【懲戒処分】Case658 大学講師の学生とのトラブルがいずれも懲戒事由に該当しないとして戒告及び減給処分が無効とされた事案・学校法人福原学園(減給等)事件・福岡高判令7.9.3労判1343号5頁
【事案の概要】
原告労働者Xは、被告学校法人Yが運営する大学の講師です。Xは、Y法人から以下の2つの懲戒処分を受け、これらがいずれも懲戒事由に当たらないとして、各処分の無効確認、減給分の賃金支払い等を求めて提訴しました。
本件懲戒処分1(戒告):平成28年11月、Xが学内のトレーニングセンターで忘れ物の靴を無断借用し、持ち主の男子学生に見つかってトラブルとなり、男子学生の通報によって警察車両が出動する騒ぎとなったこと等(本件出来事1)を理由とするもの。
本件懲戒処分2(減給):令和3年〜4年にかけ、Xが担当ゼミの女子学生から妊娠の相談を受けた際、①休学・退学の選択肢を示したこと、②「片親の場合や親が3歳までしっかり育てない場合は、子どもが犯罪者や問題児に育つ可能性が高いという研究結果がある」と伝えたこと、③学生から提出されたプレゼン資料を確認しないまま一方的に追試を決定したこと、④追試時に「不合格にもできるのに時間を割いて追試をしてあげている」という意味に受け取れる発言をしたこと等(本件出来事2)を理由とするもの。
【判決の要旨】
判決は、いずれの懲戒処分についても懲戒事由に当たらないとし、2つの懲戒処分が無効であることの確認や減給分の賃金の支払いを認めました。

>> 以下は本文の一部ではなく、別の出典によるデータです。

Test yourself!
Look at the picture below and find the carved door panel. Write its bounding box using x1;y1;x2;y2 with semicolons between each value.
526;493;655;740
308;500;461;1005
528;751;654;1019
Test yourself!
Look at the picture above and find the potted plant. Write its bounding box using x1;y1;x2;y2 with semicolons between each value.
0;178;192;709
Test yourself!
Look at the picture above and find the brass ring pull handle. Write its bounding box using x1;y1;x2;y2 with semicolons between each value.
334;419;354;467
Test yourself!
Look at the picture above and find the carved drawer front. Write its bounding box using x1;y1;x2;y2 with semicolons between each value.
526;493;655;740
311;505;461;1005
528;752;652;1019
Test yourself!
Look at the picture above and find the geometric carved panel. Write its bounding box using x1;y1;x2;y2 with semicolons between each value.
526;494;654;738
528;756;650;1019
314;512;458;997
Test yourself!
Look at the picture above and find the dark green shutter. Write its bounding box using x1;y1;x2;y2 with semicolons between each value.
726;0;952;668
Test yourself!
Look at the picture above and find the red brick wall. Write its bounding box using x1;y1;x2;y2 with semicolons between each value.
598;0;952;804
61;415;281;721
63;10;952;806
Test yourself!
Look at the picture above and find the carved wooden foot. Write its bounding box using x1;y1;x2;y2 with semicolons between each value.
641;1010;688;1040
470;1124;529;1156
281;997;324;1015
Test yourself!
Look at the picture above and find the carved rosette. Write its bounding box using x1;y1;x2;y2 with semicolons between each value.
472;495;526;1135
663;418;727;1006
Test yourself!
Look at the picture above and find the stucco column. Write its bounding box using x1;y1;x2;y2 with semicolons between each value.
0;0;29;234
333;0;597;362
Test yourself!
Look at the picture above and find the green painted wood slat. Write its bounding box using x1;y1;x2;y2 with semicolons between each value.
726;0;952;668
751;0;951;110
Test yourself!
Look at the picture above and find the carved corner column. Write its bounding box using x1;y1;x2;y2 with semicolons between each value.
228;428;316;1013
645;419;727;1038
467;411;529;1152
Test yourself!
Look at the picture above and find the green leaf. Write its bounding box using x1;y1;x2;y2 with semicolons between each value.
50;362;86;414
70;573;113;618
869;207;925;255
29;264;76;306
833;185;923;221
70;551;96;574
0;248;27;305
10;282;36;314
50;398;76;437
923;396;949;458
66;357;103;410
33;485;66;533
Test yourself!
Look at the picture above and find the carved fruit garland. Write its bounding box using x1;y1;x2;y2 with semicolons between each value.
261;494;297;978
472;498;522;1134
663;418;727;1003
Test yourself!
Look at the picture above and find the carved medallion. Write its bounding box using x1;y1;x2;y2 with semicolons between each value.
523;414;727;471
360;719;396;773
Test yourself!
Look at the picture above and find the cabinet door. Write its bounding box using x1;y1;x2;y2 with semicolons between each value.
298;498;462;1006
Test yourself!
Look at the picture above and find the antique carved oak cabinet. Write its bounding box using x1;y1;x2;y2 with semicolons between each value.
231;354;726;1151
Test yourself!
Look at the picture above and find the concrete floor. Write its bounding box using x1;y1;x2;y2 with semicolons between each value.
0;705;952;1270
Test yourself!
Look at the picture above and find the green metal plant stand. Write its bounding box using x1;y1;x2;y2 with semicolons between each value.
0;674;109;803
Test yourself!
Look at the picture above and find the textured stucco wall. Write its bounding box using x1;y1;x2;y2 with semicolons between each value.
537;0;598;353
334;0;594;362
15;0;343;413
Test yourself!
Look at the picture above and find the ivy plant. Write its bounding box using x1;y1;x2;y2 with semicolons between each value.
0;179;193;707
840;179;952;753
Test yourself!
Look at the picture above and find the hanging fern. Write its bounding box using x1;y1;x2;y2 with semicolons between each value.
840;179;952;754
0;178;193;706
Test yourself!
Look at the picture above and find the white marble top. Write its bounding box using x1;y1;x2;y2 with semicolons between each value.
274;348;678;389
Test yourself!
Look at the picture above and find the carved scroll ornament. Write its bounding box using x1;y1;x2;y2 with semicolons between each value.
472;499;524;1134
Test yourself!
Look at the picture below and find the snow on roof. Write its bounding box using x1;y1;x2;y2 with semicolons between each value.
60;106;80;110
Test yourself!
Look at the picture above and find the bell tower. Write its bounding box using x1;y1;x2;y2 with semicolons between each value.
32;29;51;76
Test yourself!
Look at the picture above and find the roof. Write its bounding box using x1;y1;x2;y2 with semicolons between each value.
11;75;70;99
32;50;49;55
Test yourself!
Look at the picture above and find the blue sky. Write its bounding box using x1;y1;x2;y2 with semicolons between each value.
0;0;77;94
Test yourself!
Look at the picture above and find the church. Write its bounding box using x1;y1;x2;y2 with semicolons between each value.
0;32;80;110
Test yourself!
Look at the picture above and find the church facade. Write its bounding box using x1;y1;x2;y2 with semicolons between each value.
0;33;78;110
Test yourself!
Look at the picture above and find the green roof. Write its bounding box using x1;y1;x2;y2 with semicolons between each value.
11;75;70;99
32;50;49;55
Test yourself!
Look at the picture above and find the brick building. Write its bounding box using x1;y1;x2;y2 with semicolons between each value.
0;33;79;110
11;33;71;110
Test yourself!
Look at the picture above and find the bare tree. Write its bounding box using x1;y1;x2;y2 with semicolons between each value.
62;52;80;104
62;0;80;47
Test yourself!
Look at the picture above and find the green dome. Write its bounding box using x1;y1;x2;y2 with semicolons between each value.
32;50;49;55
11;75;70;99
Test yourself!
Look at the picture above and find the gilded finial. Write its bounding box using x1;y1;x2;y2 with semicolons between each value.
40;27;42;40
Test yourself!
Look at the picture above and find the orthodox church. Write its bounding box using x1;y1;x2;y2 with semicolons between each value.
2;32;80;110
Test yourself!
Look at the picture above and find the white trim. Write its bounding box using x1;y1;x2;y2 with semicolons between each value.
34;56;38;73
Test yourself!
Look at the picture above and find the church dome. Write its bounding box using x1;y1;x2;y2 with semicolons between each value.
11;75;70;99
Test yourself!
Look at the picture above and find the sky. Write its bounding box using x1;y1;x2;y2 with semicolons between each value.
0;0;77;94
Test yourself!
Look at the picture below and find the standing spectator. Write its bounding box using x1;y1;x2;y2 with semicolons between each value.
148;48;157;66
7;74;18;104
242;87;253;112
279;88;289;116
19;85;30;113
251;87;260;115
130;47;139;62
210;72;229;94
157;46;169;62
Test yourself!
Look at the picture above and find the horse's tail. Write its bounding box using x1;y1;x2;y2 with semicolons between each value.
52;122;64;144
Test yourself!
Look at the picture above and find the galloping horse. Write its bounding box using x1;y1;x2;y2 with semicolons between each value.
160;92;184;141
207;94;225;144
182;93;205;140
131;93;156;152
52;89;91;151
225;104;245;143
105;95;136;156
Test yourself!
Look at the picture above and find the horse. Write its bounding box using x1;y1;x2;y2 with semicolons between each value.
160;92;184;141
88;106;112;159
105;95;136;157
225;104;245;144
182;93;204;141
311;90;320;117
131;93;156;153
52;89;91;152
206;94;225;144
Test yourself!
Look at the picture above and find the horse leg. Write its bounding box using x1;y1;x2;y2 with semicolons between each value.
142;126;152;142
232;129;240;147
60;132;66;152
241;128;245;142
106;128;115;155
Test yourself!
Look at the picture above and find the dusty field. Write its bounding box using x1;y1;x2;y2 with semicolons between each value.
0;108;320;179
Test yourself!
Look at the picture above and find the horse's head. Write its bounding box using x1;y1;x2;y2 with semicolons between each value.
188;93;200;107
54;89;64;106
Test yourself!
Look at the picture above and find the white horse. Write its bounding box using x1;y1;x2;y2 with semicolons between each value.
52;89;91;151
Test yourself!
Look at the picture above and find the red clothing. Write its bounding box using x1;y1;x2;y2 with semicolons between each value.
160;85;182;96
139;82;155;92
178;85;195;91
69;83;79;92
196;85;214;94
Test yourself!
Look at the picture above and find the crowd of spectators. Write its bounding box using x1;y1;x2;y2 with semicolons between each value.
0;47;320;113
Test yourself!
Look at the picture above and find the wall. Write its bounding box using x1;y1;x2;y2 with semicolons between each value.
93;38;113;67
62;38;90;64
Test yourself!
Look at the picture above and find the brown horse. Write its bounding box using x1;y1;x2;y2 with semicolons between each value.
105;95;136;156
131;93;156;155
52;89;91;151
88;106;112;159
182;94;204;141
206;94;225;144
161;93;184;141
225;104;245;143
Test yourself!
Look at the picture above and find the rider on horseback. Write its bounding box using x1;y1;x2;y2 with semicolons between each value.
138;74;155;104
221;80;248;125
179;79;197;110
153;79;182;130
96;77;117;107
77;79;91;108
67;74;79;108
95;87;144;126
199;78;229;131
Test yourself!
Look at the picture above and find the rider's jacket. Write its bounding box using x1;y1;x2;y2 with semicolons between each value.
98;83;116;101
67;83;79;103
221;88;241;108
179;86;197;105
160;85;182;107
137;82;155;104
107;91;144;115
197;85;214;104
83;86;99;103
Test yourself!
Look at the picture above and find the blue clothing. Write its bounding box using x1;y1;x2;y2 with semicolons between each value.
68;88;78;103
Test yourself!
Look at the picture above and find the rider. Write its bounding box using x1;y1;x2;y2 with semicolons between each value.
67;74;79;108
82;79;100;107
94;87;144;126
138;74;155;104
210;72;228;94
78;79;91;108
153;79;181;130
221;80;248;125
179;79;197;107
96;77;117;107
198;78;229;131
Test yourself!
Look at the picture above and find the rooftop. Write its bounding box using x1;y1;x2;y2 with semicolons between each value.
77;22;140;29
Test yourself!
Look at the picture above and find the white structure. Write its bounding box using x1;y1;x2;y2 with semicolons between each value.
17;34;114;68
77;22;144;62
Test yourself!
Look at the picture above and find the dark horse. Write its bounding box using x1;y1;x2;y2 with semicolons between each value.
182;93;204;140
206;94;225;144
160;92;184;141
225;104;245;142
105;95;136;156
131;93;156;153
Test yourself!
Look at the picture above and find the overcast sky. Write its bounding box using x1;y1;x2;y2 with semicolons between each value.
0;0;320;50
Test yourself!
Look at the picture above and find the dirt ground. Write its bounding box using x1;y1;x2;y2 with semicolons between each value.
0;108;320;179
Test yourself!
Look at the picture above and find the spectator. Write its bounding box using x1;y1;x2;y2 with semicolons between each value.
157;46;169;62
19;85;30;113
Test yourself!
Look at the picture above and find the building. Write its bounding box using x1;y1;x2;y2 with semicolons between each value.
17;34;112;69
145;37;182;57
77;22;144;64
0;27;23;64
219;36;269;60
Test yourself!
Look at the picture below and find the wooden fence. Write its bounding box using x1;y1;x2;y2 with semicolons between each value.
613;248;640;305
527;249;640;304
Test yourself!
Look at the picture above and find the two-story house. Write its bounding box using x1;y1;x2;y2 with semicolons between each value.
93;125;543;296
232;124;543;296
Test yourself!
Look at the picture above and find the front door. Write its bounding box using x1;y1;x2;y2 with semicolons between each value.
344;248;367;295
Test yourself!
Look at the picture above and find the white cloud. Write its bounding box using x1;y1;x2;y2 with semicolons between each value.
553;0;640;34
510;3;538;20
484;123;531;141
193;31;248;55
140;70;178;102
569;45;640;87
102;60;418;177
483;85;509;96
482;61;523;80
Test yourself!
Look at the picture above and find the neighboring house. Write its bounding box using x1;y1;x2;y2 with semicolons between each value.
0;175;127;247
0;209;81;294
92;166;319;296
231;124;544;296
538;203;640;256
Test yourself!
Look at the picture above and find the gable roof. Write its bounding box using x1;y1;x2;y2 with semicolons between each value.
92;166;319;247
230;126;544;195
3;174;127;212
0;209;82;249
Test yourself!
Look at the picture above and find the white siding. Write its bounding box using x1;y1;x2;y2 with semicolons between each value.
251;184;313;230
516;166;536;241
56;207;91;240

1. 本件懲戒処分1(無断借用と学生とのトラブル)について
裁判所は、警察が出動する騒ぎになったのは男子学生の過剰な対応によるものであり、Xの言動と相当因果関係があるとはいえず、名誉や社会的信用を害したとはいえないと判断しました。そして、懲戒権限の行使は,経営秩序の維持確保という目的のために必要不可欠と認められる限度で許容されるというべきであり,教員としての倫理上,一定の非難を受けるべき行為があるとしても,そのような行為がすべて懲戒処分の対象となるものではない。本件出来事 1 の発端となるXの行為は,忘れ物の靴を借用したというものにすぎず,客観的に見て,Yの経営秩序を乱す性質,態様のものではないから,懲戒権限を行使する必要性があるとは認められないとしました。
また、事情聴取の際のXの発言(文化の違いやモンスター学生の存在等に言及したこと)についても、そうした事情聴取は,主に対象者に弁明の機会を与えるために行われるものであり,その場での発言や態度が懲戒事由該当性を積極的に基礎付けることはないというべきであるとして、これを懲戒事由に加えることを否定しました。
2. 本件懲戒処分2(女子学生への対応等)について
裁判所は、Xの4つの言動について個別に検討し、いずれも職務上の義務違反や誠実義務違反には当たらないと判断しました。
⑴休学・退学の選択肢を示した(本件言動1)
本件女子学生は、妊娠・出産の場合の単位認定等について大学事務局に問い合わせることが可能であり、それが通常期待される行動であるから、本件言動1においてXの説明に不十分な点があったとしても、職務上の義務や誠実義務に反するものではなく、懲戒事由に該当しない。
⑵片親等に関する発言について(本件言動2)
偏見や差別的見解と受け取られるおそれの高い発言であり、配慮を欠くものであったが、学生の身分のまま婚姻せずに出産するという本件女子学生に対して、事柄の重大性を伝えようとしたものと理解され、本件女子学生の考え方を全面的に否定したり、自己の考えを押し付けたりするものであったとは考えられず、本件女子学生が不快感を持ったとしても、直ちに懲戒事由に該当する職務上の義務違反や誠実義務違反があったということはできない。
⑶追試への変更や追試時の発言について(本件言動3・4)
資料未確認での追試決定は、LINEのみのやり取りによる行き違いでありやむを得ない面があった。追試時の発言についても、本件女子学生に何らかの見返りを求めるものではなく、手間がかかったことについて嫌味を述べたにとどまり、その発言が職務上の義務違反や誠実義務違反に当たるということはできない。